Anila Noor, seorang pengungsi Pakistan di Belanda yang mengkampanyekan hak-hak perempuan pengungsi, mengatakan bahwa bagi banyak orang, bahkan gagasan untuk pergi bekerja itu sulit.
"Ibuku mengira aku akan menikah dan hanya itu. Dan kemudian di Eropa tiba-tiba mereka bertanya, 'apa yang ingin kamu lakukan?'. Ini pertanyaan baru bagiku," katanya.
Presiden IRC David Miliband mengatakan keuntungan sosial dan ekonomi signifikan yang didapat dari membawa lebih banyak perempuan pengungsi ke dunia kerja berarti penting untuk mengatasi hambatan itu. "Tidaklah cukup baik hanya dengan mengatakan ada hambatan budaya bagi para pengungsi yang bekerja," katanya ketika berada di Jenewa untuk Forum Pengungsi Global, sebuah konferensi dua hari para pemimpin politik, bisnis dan kemanusiaan PBB.
"Sangat penting bagi kami untuk mengambil keuntungan dari kedua pekerjaan tradisional, di mana Anda memiliki seorang majikan, [dan] wirausaha, bekerja di rumah, bekerja fleksibel, dan menawarkan peluang nyata untuk mengubah ekonomi pertunjukan menjadi penyelamat bagi para pengungsi . "

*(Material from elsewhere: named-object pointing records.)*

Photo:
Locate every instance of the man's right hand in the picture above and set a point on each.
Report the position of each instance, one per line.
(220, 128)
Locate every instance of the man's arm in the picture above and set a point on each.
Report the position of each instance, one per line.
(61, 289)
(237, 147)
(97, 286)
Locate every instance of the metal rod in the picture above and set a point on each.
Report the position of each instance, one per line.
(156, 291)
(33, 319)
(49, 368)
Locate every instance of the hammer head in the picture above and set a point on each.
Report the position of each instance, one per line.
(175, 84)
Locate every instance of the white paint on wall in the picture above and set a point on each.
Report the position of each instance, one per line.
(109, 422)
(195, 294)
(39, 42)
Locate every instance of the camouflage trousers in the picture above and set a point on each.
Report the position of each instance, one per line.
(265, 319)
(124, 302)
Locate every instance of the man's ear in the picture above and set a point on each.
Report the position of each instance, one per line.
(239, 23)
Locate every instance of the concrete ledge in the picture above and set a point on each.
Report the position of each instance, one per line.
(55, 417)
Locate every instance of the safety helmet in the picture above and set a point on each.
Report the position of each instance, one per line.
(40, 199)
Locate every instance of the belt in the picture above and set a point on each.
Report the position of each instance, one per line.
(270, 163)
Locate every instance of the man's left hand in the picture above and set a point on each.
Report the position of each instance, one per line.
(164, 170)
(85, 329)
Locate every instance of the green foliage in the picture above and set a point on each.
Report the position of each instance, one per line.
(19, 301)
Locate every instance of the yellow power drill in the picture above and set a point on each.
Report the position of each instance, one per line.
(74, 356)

Salah satu tujuan utama pertemuan PBB minggu ini adalah untuk memungkinkan lebih dari 25 juta orang yang sekarang hidup sebagai pengungsi di seluruh dunia menjadi lebih mandiri.
Dominique Hyde, direktur hubungan eksternal untuk badan pengungsi PBB, mengatakan pengungsi perempuan sering menjadi penyedia tunggal untuk keluarga mereka.

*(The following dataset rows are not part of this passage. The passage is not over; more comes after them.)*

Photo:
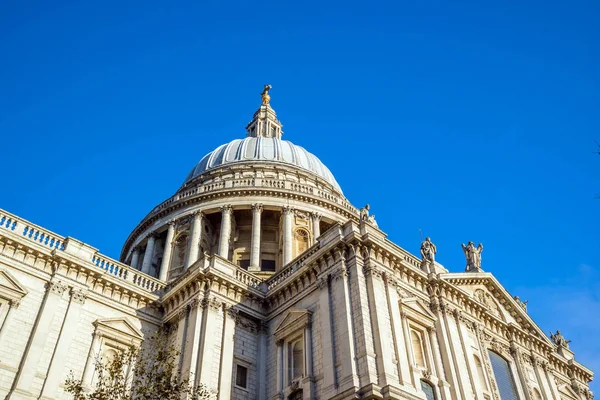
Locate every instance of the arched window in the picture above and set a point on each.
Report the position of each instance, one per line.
(428, 389)
(302, 239)
(179, 251)
(417, 345)
(480, 373)
(504, 380)
(297, 359)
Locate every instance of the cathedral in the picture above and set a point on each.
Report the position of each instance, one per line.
(272, 286)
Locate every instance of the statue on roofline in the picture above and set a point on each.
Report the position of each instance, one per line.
(428, 250)
(265, 95)
(559, 340)
(473, 255)
(521, 303)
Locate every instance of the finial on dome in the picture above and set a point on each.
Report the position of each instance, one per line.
(265, 95)
(264, 122)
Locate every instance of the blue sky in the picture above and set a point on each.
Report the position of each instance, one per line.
(468, 120)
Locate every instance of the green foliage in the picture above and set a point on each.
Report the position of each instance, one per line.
(154, 376)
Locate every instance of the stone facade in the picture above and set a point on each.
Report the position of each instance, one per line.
(274, 287)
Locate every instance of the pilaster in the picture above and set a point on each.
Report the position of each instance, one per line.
(227, 342)
(343, 324)
(148, 254)
(67, 334)
(287, 214)
(225, 236)
(195, 236)
(166, 261)
(39, 337)
(256, 234)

Untuk membantu mereka membantu diri mereka sendiri, negara tuan rumah harus "menyediakan tempat tinggal [dan] menyediakan pendidikan untuk anak-anak sehingga mereka tidak perlu khawatir tentang itu", katanya, menambahkan bahwa ada kebutuhan untuk pelatihan bahasa dan keterampilan.

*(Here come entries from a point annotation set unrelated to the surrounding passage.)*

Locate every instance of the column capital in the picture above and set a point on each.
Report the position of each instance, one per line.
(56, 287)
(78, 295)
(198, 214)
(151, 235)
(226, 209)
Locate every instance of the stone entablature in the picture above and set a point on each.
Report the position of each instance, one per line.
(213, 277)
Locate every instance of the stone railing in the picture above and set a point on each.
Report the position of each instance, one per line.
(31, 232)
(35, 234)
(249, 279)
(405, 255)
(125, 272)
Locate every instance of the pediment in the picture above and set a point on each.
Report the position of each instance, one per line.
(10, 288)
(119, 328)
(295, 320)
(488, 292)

Dengan rata-rata pengungsi yang sekarang tinggal di luar tanah kelahirannya selama lebih dari satu dekade, lembaga bantuan mengatakan semakin banyak akan membutuhkan bantuan tersebut.
Saat ini, dengan keempat anaknya yang sudah dewasa dan baik dalam pekerjaan maupun pendidikan yang lebih tinggi, Zandamela menggabungkan menjalankan bisnis fashion yang sukses dengan membantu para wanita pengungsi lainnya menavigasi tantangan yang pernah ia hadapi.
"Ada pengungsi yang datang kepada saya dan saya membantu mereka dengan penerjemahan. Ketika mereka datang [ke Mozambik] mereka tidak tahu bahasa itu," katanya.
"Dan ketika mereka datang kepadaku, aku memberi tahu mereka, kamu tidak boleh hanya duduk, kamu harus bertarung."